Some debris dumped at the Town of Brookhaven’s Tanglewood Park in Coram. Photo from Legislator Anker’s office

The penalty for illegally dumping on county-owned properties may soon include jail time in Suffolk County, after legislators unanimously approved on March 28 both increased fines and the potential of up to one year’s imprisonment for anyone convicted. The bill, sponsored by Legislators Sarah Anker (D-Mount Sinai), Kara Hahn (D-Setauket), Tom Muratore (R-Ronkonkoma), Rob Trotta (R-Fort Salonga) and Kate Browning (WF-Shirley), now goes to Suffolk County Executive Steve Bellone (D) for his signature within the next 30 days. 

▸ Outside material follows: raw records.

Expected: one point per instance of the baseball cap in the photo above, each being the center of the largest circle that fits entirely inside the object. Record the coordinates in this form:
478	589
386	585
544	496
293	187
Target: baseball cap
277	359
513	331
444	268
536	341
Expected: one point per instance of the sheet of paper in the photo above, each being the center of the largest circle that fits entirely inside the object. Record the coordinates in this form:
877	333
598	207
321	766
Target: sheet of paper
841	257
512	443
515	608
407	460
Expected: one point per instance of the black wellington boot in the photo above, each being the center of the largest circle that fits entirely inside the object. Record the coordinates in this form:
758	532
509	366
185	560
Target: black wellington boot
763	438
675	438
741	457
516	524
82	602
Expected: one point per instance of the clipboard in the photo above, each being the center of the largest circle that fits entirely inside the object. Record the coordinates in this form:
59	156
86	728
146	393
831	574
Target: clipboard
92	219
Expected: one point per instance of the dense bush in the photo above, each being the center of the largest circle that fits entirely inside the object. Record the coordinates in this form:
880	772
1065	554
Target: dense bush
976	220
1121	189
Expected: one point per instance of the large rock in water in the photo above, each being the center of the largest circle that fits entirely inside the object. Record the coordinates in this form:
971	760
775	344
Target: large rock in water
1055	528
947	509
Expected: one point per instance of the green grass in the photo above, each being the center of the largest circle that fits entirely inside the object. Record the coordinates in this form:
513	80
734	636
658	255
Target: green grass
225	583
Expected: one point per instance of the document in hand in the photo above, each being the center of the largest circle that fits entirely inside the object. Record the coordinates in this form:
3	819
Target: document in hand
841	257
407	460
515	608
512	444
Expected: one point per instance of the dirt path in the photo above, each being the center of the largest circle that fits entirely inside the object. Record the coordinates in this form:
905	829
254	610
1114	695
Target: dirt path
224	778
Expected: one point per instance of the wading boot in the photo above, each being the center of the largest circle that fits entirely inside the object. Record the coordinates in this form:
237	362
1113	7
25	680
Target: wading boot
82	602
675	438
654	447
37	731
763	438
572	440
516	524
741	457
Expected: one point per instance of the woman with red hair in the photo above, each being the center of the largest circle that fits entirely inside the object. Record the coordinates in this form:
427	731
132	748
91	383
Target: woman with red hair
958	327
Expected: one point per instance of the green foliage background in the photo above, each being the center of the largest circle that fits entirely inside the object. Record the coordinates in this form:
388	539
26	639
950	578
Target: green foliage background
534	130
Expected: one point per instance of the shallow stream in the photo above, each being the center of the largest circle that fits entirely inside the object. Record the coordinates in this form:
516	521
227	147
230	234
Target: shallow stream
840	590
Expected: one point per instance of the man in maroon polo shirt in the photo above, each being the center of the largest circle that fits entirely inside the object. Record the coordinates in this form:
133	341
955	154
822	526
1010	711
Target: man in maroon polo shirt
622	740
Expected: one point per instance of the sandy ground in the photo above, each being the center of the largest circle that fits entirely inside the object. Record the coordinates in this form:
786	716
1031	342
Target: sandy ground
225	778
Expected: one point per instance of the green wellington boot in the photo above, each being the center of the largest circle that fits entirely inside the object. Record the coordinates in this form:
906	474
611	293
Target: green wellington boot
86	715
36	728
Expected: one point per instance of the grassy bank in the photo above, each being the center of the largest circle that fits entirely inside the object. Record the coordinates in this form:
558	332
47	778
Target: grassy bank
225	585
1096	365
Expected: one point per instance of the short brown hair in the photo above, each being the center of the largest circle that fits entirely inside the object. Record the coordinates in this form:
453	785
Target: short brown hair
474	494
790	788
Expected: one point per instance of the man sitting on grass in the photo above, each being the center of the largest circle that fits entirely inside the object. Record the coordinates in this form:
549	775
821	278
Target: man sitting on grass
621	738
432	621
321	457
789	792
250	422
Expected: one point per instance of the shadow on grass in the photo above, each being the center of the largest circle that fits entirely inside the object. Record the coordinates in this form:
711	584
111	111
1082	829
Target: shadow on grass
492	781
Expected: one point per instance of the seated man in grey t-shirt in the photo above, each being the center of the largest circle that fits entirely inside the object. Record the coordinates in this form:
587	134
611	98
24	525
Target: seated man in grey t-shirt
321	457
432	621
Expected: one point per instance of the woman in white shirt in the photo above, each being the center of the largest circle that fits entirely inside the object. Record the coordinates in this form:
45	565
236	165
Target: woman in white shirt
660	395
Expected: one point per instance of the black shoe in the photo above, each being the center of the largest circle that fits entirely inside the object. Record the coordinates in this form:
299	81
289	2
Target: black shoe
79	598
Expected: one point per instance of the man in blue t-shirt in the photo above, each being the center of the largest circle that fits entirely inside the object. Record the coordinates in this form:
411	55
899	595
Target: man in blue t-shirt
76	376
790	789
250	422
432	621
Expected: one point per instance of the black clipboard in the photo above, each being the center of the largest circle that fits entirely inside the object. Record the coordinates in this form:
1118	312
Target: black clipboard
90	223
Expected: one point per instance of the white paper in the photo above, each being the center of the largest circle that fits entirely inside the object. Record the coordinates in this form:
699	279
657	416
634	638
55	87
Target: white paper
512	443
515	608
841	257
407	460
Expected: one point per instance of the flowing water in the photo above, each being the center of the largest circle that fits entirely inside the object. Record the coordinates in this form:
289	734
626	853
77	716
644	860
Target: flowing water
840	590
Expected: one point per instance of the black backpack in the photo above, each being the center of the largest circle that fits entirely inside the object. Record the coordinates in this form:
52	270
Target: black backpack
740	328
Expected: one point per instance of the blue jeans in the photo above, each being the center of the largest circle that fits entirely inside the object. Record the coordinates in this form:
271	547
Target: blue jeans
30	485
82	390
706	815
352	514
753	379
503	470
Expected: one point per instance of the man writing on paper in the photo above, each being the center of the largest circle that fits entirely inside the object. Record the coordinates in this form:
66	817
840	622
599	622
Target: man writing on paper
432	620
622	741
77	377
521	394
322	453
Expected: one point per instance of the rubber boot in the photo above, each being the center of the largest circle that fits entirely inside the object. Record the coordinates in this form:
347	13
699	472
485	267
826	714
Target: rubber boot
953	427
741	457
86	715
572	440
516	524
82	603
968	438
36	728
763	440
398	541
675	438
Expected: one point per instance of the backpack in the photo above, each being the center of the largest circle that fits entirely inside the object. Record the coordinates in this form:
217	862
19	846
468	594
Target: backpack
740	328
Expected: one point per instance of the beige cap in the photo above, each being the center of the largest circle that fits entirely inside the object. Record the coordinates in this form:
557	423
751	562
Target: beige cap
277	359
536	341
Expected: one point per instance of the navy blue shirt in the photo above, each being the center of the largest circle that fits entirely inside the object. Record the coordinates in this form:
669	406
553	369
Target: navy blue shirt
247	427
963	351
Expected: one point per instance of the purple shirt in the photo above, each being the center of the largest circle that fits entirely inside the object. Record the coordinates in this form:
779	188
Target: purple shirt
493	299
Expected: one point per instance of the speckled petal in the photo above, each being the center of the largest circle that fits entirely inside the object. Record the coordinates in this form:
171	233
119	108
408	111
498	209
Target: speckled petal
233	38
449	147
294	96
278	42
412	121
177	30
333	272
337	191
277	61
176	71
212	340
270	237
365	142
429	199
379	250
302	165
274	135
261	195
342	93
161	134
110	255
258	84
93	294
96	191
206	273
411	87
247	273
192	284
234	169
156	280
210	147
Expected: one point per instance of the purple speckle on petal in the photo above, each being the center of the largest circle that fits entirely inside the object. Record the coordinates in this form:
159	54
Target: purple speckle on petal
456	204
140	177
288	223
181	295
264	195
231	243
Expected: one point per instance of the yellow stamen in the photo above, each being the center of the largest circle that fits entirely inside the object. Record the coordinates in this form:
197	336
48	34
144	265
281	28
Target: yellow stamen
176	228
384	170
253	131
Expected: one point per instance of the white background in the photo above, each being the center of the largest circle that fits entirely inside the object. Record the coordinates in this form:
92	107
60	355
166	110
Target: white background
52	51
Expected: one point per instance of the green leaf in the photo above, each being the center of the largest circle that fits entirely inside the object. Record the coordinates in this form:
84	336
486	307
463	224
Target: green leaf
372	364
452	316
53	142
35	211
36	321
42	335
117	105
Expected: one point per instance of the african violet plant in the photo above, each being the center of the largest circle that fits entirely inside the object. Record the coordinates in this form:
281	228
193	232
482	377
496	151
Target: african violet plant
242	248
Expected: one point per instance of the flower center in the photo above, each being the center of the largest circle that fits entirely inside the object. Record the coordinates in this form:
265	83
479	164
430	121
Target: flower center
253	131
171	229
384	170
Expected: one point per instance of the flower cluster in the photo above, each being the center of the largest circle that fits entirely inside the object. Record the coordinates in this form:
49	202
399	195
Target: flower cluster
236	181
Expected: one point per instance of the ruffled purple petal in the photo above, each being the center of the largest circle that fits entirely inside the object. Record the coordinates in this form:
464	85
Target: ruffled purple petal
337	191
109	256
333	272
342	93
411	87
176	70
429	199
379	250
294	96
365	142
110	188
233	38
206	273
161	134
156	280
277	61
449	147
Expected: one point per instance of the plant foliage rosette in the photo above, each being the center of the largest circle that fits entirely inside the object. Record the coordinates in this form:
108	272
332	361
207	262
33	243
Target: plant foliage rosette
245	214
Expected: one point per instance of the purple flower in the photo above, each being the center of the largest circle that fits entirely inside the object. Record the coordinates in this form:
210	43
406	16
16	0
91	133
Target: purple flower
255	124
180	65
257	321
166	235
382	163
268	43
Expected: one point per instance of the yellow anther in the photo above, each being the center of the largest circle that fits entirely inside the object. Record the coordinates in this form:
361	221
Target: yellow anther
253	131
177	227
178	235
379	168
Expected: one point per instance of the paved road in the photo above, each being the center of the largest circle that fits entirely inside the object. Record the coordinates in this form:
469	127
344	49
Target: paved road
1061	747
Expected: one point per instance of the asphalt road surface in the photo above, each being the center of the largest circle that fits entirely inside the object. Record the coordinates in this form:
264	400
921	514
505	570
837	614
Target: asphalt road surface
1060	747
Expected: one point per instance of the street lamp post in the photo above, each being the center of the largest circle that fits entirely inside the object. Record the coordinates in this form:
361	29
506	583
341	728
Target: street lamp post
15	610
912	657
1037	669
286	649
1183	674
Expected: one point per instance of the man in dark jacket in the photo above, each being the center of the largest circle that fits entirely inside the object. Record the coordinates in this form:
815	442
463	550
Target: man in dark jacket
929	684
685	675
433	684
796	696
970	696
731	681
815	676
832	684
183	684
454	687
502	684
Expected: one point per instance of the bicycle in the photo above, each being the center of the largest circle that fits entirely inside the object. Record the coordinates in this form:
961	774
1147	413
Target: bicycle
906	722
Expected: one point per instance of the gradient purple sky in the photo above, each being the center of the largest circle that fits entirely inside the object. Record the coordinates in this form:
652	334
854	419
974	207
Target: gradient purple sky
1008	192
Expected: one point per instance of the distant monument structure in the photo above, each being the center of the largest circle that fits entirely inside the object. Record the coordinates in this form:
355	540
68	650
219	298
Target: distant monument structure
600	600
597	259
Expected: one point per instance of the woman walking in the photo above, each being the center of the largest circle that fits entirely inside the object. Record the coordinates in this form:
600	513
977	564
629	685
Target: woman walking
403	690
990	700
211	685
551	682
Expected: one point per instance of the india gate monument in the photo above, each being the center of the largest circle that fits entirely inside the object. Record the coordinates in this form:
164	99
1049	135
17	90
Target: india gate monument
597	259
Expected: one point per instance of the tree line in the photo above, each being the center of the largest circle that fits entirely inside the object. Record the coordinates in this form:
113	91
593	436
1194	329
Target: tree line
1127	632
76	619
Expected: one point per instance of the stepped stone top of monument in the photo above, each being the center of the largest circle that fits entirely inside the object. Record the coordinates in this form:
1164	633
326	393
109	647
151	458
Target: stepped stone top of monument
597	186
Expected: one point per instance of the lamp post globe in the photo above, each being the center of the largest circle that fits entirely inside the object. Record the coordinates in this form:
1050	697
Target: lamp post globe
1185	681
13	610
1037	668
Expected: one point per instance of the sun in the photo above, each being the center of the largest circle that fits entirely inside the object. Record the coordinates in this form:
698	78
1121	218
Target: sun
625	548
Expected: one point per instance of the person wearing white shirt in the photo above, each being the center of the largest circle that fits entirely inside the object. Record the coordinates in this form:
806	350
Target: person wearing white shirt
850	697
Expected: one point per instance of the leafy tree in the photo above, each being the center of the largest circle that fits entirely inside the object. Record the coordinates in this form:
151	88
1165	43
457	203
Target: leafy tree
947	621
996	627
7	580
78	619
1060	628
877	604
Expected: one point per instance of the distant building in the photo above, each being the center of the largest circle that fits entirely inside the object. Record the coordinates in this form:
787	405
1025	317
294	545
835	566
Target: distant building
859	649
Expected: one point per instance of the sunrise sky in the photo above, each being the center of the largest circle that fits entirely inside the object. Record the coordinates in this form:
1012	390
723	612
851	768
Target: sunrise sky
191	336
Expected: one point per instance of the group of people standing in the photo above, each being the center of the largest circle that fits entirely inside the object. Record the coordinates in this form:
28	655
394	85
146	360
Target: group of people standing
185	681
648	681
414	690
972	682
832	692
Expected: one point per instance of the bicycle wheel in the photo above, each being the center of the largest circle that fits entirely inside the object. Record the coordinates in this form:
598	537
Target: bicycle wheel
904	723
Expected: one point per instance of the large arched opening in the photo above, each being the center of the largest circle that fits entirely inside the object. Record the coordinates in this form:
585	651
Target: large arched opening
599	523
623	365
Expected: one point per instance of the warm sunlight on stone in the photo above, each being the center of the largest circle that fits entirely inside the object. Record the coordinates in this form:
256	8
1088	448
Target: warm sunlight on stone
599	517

A no dumping sign along North Country Road in Shoreham. File photo

Once implemented, maximum fines for illegal dumping of nonconstruction, demolition and hazardous material wastes by a business or corporation will increase to $15,000 from the previous fine of $5,000. The penalty for dumping nonconstruction materials by an individual will remain at $1,000. If an individual is found dumping construction or demolition material, the misdemeanor fine will increase to $10,000 for an individual and $15,000 for a corporation or business. Under the change, both an individual and someone convicted of dumping material on behalf of a commercial entity may be sentenced up to one year in jail. Imposition of the ultimate fine or criminal sentence is within the sentencing court’s discretion.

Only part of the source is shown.